For the full extent of the social, economic and health benefits of rehabilitation to be realized, timely, high quality and affordable rehabilitation interventions should be available to all. In many cases, this means starting rehabilitation as soon as
a health condition is noted and continuing to deliver rehabilitation alongside other health interventions.
Unmet global need for rehabilitation
Globally, about 2.4 billion people are currently living with a health condition that may benefit from rehabilitation. With changes taking place in the health and characteristics of the population worldwide, this estimated need for rehabilitation is only
going to increase in the coming years. People are living longer, with the number of people over 60 years of age predicted to double by 2050, and more people are living with chronic diseases such as diabetes, stroke and cancer. At the same time, the
ongoing incidence of injury and child developmental conditions (such as cerebral palsy) persist. These health conditions can impact an individual’s functioning and are linked to increased levels of disability, for which rehabilitation can be
In many parts of the world, this increasing need for rehabilitation is going largely unmet. More than half of people living in some low- and middle-income countries who require rehabilitation services do not receive them.

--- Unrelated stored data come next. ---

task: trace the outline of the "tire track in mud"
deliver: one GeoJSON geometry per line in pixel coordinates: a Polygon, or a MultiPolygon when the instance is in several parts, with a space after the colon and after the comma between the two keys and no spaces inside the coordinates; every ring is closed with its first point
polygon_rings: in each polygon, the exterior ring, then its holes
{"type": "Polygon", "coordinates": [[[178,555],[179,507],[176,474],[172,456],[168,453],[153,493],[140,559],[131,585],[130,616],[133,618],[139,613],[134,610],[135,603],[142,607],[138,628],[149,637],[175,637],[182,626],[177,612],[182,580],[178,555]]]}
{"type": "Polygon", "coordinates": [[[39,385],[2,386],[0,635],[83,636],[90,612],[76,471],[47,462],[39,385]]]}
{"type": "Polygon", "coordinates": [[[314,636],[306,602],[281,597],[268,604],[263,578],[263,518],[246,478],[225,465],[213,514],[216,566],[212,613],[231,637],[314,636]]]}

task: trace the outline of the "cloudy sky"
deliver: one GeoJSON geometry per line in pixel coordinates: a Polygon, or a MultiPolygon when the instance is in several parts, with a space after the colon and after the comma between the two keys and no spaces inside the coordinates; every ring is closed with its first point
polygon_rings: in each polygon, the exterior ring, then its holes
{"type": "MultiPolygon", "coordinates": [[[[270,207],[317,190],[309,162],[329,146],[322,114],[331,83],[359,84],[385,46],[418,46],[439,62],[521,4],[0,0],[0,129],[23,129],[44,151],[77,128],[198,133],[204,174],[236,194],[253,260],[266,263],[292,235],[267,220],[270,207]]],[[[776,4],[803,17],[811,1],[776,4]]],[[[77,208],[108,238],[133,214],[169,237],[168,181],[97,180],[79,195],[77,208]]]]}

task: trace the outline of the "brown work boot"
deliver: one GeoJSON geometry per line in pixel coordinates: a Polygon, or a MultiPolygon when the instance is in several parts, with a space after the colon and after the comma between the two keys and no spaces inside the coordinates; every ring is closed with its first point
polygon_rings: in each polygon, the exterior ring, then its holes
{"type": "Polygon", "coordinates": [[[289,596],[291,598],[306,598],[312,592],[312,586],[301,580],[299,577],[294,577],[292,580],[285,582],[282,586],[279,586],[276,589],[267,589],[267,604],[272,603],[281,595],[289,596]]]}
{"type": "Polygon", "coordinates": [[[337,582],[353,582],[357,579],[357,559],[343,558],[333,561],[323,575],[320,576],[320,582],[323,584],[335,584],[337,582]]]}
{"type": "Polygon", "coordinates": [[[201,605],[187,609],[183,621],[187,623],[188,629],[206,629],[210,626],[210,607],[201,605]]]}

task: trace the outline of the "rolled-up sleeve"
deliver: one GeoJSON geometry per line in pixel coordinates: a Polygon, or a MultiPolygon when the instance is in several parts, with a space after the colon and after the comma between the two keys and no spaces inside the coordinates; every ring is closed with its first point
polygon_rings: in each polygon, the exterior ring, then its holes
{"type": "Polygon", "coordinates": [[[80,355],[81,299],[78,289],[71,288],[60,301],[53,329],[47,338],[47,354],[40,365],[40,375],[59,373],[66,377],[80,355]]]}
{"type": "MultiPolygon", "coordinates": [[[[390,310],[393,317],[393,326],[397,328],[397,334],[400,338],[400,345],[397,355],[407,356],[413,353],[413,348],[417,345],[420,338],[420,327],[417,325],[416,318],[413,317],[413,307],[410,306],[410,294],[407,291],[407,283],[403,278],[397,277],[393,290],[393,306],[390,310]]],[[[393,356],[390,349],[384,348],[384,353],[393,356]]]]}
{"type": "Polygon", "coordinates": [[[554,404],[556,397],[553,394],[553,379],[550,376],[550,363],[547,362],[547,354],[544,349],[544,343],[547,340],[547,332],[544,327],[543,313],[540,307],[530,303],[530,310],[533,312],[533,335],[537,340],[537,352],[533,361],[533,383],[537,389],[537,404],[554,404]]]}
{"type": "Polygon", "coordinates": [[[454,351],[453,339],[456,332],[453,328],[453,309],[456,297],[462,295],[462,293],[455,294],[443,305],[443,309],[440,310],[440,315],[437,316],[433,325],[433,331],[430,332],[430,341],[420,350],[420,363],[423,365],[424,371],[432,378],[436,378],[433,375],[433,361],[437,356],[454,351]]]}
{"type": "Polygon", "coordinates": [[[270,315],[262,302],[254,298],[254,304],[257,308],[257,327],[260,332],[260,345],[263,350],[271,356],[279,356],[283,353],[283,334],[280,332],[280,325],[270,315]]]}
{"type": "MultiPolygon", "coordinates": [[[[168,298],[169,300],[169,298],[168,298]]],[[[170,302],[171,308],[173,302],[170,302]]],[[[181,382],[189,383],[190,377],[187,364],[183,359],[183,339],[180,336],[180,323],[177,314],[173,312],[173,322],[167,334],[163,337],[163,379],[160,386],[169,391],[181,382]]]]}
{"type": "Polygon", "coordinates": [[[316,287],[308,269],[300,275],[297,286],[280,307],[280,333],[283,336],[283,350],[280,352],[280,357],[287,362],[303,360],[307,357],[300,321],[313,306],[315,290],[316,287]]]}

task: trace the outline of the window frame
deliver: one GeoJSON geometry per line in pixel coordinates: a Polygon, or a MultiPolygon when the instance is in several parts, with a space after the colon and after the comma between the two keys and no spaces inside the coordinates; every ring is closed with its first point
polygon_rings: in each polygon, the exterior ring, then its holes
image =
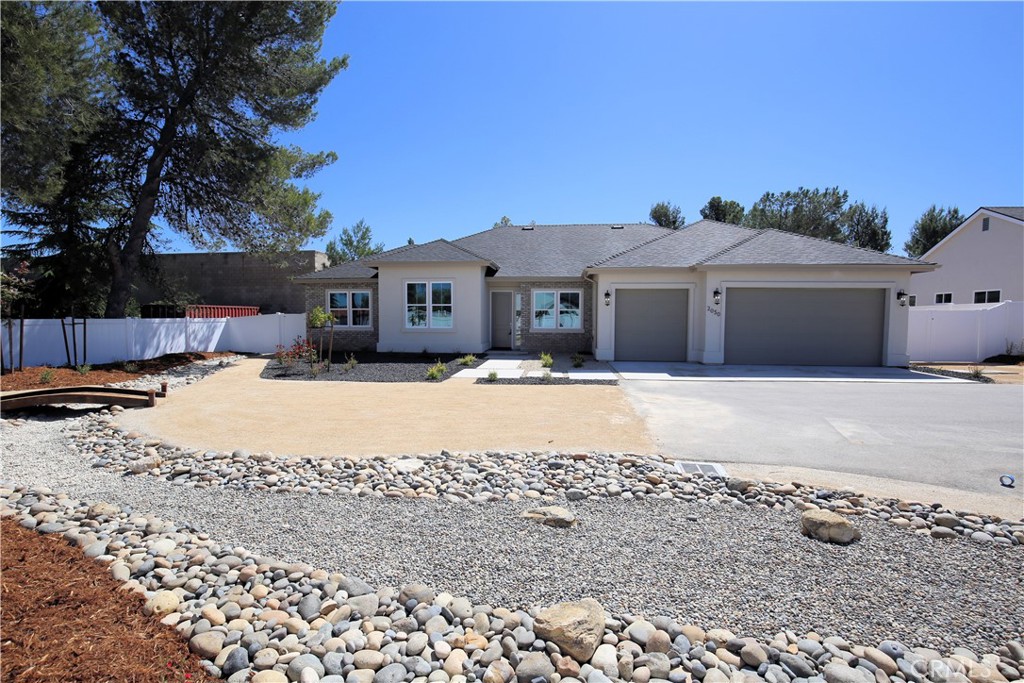
{"type": "Polygon", "coordinates": [[[334,318],[334,327],[351,328],[355,330],[372,330],[373,329],[373,290],[370,289],[328,289],[324,292],[325,310],[327,314],[334,318]],[[340,307],[331,306],[331,295],[332,294],[344,294],[345,295],[345,320],[347,321],[344,325],[338,322],[338,319],[334,316],[334,311],[342,310],[340,307]],[[353,294],[365,294],[366,295],[366,308],[362,306],[356,307],[352,305],[353,294]],[[352,323],[353,311],[366,311],[365,325],[354,325],[352,323]]]}
{"type": "MultiPolygon", "coordinates": [[[[565,289],[532,289],[530,290],[530,331],[531,332],[582,332],[583,331],[583,311],[584,311],[585,297],[583,290],[579,288],[567,287],[565,289]],[[537,295],[538,294],[551,294],[554,296],[554,327],[540,327],[537,325],[537,295]],[[575,294],[579,297],[579,307],[576,309],[577,317],[579,322],[573,327],[567,327],[562,325],[562,295],[563,294],[575,294]]],[[[549,309],[544,309],[549,310],[549,309]]]]}
{"type": "Polygon", "coordinates": [[[976,304],[997,304],[1003,300],[1003,290],[1001,289],[978,289],[974,292],[974,303],[976,304]],[[983,295],[985,301],[978,301],[978,295],[983,295]],[[991,295],[995,294],[995,298],[991,298],[991,295]]]}
{"type": "Polygon", "coordinates": [[[917,305],[917,294],[908,294],[907,295],[907,305],[908,306],[916,306],[917,305]]]}
{"type": "Polygon", "coordinates": [[[935,293],[935,304],[936,305],[951,304],[951,303],[953,303],[953,293],[952,292],[936,292],[935,293]],[[947,298],[949,299],[949,301],[943,301],[943,299],[947,299],[947,298]]]}
{"type": "Polygon", "coordinates": [[[426,330],[431,331],[450,331],[455,329],[455,279],[454,278],[440,278],[437,280],[405,280],[403,281],[403,298],[404,298],[404,316],[402,321],[402,329],[407,332],[423,332],[426,330]],[[426,292],[424,303],[422,304],[410,304],[409,303],[409,285],[423,285],[426,292]],[[435,285],[448,285],[448,303],[446,304],[435,304],[434,303],[434,286],[435,285]],[[447,327],[434,325],[433,310],[435,307],[448,308],[451,310],[451,316],[449,320],[451,324],[447,327]],[[410,325],[409,324],[409,311],[411,308],[422,308],[426,313],[423,325],[410,325]]]}

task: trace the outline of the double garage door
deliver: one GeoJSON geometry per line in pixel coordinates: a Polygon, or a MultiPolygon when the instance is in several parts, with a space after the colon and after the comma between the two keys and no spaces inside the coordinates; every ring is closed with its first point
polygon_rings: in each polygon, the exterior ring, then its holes
{"type": "MultiPolygon", "coordinates": [[[[686,360],[687,290],[619,289],[615,297],[615,360],[686,360]]],[[[726,363],[882,364],[883,289],[731,287],[726,298],[726,363]]]]}

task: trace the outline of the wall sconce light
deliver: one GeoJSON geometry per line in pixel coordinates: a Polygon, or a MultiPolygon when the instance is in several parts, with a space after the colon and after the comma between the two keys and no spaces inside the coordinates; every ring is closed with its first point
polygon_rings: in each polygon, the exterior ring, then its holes
{"type": "Polygon", "coordinates": [[[722,303],[722,290],[715,288],[715,291],[711,293],[711,299],[715,302],[715,305],[722,303]]]}
{"type": "Polygon", "coordinates": [[[604,290],[604,305],[605,306],[611,306],[612,305],[612,293],[609,292],[607,289],[604,290]]]}
{"type": "Polygon", "coordinates": [[[905,291],[903,291],[902,289],[900,291],[896,292],[896,301],[900,302],[900,306],[906,306],[907,305],[907,293],[905,291]]]}

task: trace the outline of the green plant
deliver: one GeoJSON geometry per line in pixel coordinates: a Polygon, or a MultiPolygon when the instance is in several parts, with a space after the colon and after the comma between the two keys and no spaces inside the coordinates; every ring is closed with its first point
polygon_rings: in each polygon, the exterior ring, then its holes
{"type": "Polygon", "coordinates": [[[320,371],[327,367],[327,364],[323,361],[317,361],[316,363],[309,364],[309,375],[313,379],[316,379],[320,375],[320,371]]]}
{"type": "Polygon", "coordinates": [[[541,381],[541,382],[544,382],[545,384],[547,384],[548,382],[550,382],[550,381],[551,381],[551,379],[552,379],[552,378],[551,378],[551,371],[550,371],[550,370],[545,370],[545,371],[544,371],[544,374],[540,376],[540,381],[541,381]]]}
{"type": "Polygon", "coordinates": [[[471,353],[467,353],[465,356],[459,358],[459,365],[472,365],[476,362],[476,356],[471,353]]]}
{"type": "Polygon", "coordinates": [[[133,360],[129,360],[129,361],[125,361],[124,363],[121,363],[121,369],[124,370],[125,372],[138,372],[139,368],[140,368],[139,364],[136,363],[133,360]]]}
{"type": "Polygon", "coordinates": [[[52,381],[53,381],[53,368],[46,368],[41,373],[39,373],[39,383],[40,384],[49,384],[52,381]]]}
{"type": "Polygon", "coordinates": [[[498,371],[497,370],[491,370],[490,372],[488,372],[487,373],[487,381],[488,382],[497,382],[498,381],[498,371]]]}
{"type": "Polygon", "coordinates": [[[79,375],[87,375],[89,374],[90,370],[92,370],[92,365],[90,365],[89,363],[82,363],[81,365],[75,366],[75,372],[77,372],[79,375]]]}
{"type": "Polygon", "coordinates": [[[981,366],[976,363],[972,363],[967,366],[967,374],[971,376],[971,379],[981,379],[985,376],[982,372],[981,366]]]}
{"type": "MultiPolygon", "coordinates": [[[[1024,341],[1022,341],[1021,344],[1022,344],[1022,348],[1024,348],[1024,341]]],[[[1014,344],[1009,339],[1006,340],[1006,353],[1005,353],[1005,355],[1007,355],[1007,356],[1015,356],[1015,355],[1017,355],[1017,345],[1014,344]]]]}
{"type": "Polygon", "coordinates": [[[348,357],[345,359],[344,365],[341,366],[341,369],[344,372],[348,372],[357,365],[359,365],[359,361],[356,360],[355,354],[350,353],[348,354],[348,357]]]}
{"type": "Polygon", "coordinates": [[[540,352],[540,364],[542,367],[550,368],[555,364],[555,359],[552,358],[551,354],[546,351],[540,352]]]}
{"type": "Polygon", "coordinates": [[[324,311],[323,306],[317,306],[309,312],[309,326],[312,328],[326,327],[331,322],[331,315],[324,311]]]}
{"type": "Polygon", "coordinates": [[[437,362],[434,363],[433,365],[431,365],[427,369],[427,379],[429,379],[429,380],[439,380],[442,377],[444,377],[444,373],[447,370],[448,370],[448,366],[446,366],[444,363],[442,363],[441,359],[438,358],[437,362]]]}
{"type": "Polygon", "coordinates": [[[572,354],[572,366],[574,368],[582,368],[583,367],[583,354],[582,353],[574,353],[574,354],[572,354]]]}

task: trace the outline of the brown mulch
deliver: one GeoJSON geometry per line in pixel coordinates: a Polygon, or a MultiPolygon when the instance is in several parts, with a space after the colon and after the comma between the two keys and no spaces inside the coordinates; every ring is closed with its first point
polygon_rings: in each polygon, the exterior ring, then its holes
{"type": "Polygon", "coordinates": [[[25,389],[44,389],[48,387],[81,387],[93,384],[127,382],[144,375],[155,375],[179,365],[187,365],[193,361],[231,355],[234,354],[227,352],[171,353],[149,360],[128,361],[134,364],[132,372],[125,371],[124,366],[127,362],[93,365],[84,374],[69,367],[30,367],[24,370],[5,372],[0,377],[0,391],[23,391],[25,389]],[[44,373],[46,373],[45,376],[44,373]]]}
{"type": "Polygon", "coordinates": [[[174,629],[142,613],[106,565],[59,536],[0,520],[0,680],[212,683],[174,629]]]}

Global rehabilitation needs continue to be unmet due to multiple factors, including:
- lack of prioritization, funding, policies, and plans for rehabilitation at a national level;
- lack of available rehabilitation services outside urban areas, and long waiting times;
- high out-of-pocket expenses and non-existent or inadequate means of funding;
- lack of trained rehabilitation professionals, with less than 10 skilled practitioners per 1 million population in many low- and middle-income settings;
- lack of resources, including assistive technology, equipment, and consumables;
- the need for more research and data on rehabilitation; and
- ineffective and under-utilized referral pathways to rehabilitation.
Rehabilitation in emergencies
Natural hazards such as earthquakes or disease outbreaks and human induced hazards including conflict, terrorism or industrial accidents can generate overwhelming rehabilitation needs as a result of injury or illness. They also simultaneously disrupt
existing services and have the greatest impact on the most vulnerable populations and the weakest health systems.
While the important role of rehabilitation in emergencies is recognized in clinical and humanitarian guidelines, it is rarely considered as part of health system preparedness and early response. The result is that pre-existing limitations in rehabilitation
services are magnified, health service delivery is less efficient, and people directly affected are at risk of increased impairment and disability.
A health system strengthening approach in needed for rehabilitation to reach its full potential. This involves making rehabilitation part of care at all levels of the health system, and ensuring it is incorporated as part of universal health coverage.
In 2017, WHO launched Rehabilitation 2030, to emphasize the need for health system strengthening and call for all stakeholders worldwide to work together to: improve leadership and governance; develop a strong multidisciplinary rehabilitation workforce;
expand financing for rehabilitation; and improve data collection and research on rehabilitation.
Furthermore, WHO launched the World Rehabilitation Alliance (WRA) to support the implementation of Rehabilitation 2030 Initiative through advocacy activities. The WRA focuses on promoting rehabilitation as an essential health service that is integral to universal health coverage.
WHO is promoting health system strengthening for rehabilitation through:
- providing technical support and building capacity in countries
- increasing leadership, political prioritization and resource mobilization
- developing norms, standards and technical guidance
- shaping the research agenda and monitoring progress.